All generated binaries, libraries and configuration is stored in the read-only /nix/store path.
see also: Nix vs. Linux Standard Base
Usage of the Nix Store
A lot of confusion for newcomers arises from the fact that configuration is stored in the read-only nix store along with all the installed packages. This fact makes it impossible to manually edit system configuration, all configuration changes must be performed by editing the /etc/nixos/configuration.nix file. NixOS provides the Modules System for editing all required configurations. Users should first check if an option for the configuration they require already exist before manually adding files or configuration via low-level NixOS features like activation scripts.
The system purity makes it possible to share system configuration without the need to edit multiple files. If you provide the same inputs, same version of nixpkgs and configuration.nix you will get the exact same booted system once deployed.
Modules
The NixOS module system as defined in Nixpkgs provides the means necessary to customize the configuration of the Operating System. It is used to enable and customize services such as nginx, enable firmware and customize the kernel.
All module-configuration is generally performed by adding the option entries into your configuration.nix. Most samples in the wiki are generally about the customization of the operating system and therefore require you to add the said options to you configuration file.
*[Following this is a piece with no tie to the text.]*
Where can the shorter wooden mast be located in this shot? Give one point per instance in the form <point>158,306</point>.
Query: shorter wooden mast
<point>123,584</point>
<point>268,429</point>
NixOS modules implement a typing system which allows type validation and merging of module options which are defined in multiple places. By that you could import multiple files and update options in multiple locations:
configuration.nix
{
imports = [
./basic-webserver.nix
./blog.nix
];
}
basic-webserver.nix
:
{
services.nginx.enable = true;
services.nginx.virtualHosts."example.com" = {
root = "/var/www/example.com";
};
}
blog.nix
{
services.nginx.virtualHosts."blog.example.com" = {
root = "/var/www/blog.example.com";
};
}
see also: NixOS Manual about writing Modules
Generations
Environments are versioned via generation, every change to an environment will create a new generation. With this structure it is possible to revert changes with the help of the nix package manager. This is also true for the booted system, however a restart is required for changing the kernel.
Rolling back can be done via:
$ nix-env --rollback # roll back a user environment
$ nixos-rebuild switch --rollback # roll back a system environment
See also
- NixOS Modules System, a library for modular expression definitions which powers NixOS configuration language.
- NixOS Testing library, a library for creating reproducible infrastructure tests, based on Nixpkgs, NixOS, QEMU and Perl.